Should the business continue to rely on the data shadow system? What happens when the shadow system gets bigger? Regardless of what anyone says, it will grow organically as the business users continually respond to new business pressures to analyze, understand and manage their company's business.
Moving Beyond Data Shadow Systems
You can't just take the data shadow system out behind the woodshed and shoot it. First, the business users and IT need to have a civilized dialog. Not lectures, but discussions.
Second, the two parties need to compromise. The business is using the data shadow system to do its analysis today and will continue to use it and expand it if nothing better comes along. A big-bang/big-bucks/big-direction project is probably not going to offer the business value or ROI regardless of how great the architecture is or what standards are followed. I have seen too many IT groups propose an all-or-nothing solution - either the business users do it the "right" way or it won't get done. Then the project doesn't get approved, the users go back to the expanding data shadow system, and the IT group feels it stopped the business users from implementing an "incorrect" solution. The reality is that without an alternative, the business group will continue to use a shadow system that neither group wants. That scenario, repeated time and time again, costs companies millions of dollars and undermines business productivity.
The business group and IT need to explore three scenarios:
- The IT group architects and develops the "right" solution.
- The business group continues to use and expand the data shadow system.
- Together, they agree on a more cost-effective and timely solution.

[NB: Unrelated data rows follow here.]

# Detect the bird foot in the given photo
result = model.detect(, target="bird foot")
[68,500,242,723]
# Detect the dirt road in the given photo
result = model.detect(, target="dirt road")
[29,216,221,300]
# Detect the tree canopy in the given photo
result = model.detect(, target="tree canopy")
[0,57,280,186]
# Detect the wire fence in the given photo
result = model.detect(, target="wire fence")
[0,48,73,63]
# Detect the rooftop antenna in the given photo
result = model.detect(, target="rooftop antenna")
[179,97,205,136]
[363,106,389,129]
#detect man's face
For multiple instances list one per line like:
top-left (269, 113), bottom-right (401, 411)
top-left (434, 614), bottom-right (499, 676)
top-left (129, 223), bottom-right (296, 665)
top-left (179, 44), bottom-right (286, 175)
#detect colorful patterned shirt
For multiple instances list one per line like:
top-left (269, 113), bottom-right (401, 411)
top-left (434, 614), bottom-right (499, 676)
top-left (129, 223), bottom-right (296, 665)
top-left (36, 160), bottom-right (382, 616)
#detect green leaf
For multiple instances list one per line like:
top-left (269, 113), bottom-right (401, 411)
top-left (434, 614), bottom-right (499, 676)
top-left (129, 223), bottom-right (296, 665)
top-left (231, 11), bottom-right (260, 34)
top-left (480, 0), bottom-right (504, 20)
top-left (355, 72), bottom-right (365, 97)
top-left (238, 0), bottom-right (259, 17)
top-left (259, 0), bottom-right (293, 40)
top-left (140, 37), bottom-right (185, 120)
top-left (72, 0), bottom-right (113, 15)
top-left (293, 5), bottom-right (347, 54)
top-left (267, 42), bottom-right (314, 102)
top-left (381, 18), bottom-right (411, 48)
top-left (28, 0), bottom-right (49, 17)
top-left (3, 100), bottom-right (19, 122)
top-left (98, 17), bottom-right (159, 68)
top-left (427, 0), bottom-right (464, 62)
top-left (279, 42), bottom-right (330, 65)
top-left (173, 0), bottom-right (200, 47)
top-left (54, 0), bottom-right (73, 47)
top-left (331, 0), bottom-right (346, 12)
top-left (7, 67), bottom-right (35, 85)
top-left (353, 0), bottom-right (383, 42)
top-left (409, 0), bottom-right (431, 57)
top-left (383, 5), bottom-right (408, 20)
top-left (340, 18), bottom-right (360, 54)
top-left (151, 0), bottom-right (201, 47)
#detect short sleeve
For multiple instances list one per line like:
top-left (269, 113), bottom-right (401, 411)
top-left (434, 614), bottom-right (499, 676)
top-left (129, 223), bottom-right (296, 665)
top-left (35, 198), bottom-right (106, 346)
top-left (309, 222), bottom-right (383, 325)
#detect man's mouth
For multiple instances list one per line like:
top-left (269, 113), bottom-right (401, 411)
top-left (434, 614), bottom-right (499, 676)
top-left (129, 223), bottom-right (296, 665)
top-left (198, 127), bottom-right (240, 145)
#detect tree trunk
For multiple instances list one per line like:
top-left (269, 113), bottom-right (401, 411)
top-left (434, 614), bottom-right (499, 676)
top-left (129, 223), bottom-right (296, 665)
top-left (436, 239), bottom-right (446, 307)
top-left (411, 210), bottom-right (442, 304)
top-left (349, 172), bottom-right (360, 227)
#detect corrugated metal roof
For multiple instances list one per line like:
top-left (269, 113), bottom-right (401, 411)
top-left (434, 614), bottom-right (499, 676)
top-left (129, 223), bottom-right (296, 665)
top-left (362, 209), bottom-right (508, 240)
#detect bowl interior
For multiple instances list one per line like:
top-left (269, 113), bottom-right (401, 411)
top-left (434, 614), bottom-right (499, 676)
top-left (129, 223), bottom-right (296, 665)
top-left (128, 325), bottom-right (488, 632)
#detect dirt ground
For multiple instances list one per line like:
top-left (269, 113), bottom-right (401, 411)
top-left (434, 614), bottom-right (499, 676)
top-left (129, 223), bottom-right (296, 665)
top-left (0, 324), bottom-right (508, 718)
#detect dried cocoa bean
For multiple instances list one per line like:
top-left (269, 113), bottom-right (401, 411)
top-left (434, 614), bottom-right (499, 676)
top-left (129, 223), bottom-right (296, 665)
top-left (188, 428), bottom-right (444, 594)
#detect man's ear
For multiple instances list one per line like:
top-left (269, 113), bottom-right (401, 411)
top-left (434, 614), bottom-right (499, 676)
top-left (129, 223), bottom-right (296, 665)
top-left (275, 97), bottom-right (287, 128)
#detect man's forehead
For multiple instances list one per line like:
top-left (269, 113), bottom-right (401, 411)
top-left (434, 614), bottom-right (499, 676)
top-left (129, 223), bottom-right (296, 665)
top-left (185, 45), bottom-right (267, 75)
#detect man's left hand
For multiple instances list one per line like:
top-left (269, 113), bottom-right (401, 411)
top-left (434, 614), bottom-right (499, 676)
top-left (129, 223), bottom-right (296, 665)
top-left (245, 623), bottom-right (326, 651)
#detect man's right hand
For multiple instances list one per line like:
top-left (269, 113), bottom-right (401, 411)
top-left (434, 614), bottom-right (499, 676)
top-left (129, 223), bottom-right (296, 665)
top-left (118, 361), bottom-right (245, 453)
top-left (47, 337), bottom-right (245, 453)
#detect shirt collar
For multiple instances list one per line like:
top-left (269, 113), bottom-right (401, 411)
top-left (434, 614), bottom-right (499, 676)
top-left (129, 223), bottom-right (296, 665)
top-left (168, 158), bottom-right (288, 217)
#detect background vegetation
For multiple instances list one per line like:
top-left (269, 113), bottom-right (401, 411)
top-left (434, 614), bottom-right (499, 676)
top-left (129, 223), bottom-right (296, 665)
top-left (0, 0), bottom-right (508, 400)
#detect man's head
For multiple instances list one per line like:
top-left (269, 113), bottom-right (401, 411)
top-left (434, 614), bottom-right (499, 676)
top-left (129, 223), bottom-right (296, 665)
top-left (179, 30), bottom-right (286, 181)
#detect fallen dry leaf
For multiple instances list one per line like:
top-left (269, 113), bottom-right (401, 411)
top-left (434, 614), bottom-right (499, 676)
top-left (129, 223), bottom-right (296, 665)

In option #3 the groups examine a scaled-down version of the data shadow system replacement. This is the time to think outside of the box. Build a business unit database, i.e., data mart, to replace all the Microsoft Access databases. Include both the data initially extracted from the data warehouse and the additional lookup tables and external data that business users incorporated in the existing data shadow system.
Use an extract, transform and loading (ETL) tool to systematically pull data into the business unit's data mart and distribute the data to tools that the business users are using today, such as SAS. Often, the company's standard ETL tool may cost too much (in terms of license or resource costs) or would be overkill for this application. In this scenario, it may be better to examine the use of an ETL tool that more closely matches the project's needs. Many IT people balk at this suggestion, but they need to ask if it is better for departments to continue to use Microsoft Access as the default ETL or use a real ETL tool (even if it is not the corporate IT standard.). Compromise may be better for the business and produce more business value. This is often the single breaking point for many projects, i.e., the all-or-nothing scenario. If the project is too costly, it ends up being a lose/lose situation.
Microsoft Excel is most likely the final BI tool used in the analysis food chain. Another BI tool may be included in the environment to pull data from the data mart, but that tool needs to get the data into the spreadsheet for the business users to complete their analysis.
Keep the project team small and make the deliverables quick. The business users need to drive the project. A working proof of concept is often a great way to present the initial deliverables.
Replacing data shadow systems lets business users increase their productivity by focusing on their work, rather than the mechanics of how it gets done. Once you stop viewing it as yet another IT project, it is really just a simple, smart business decision.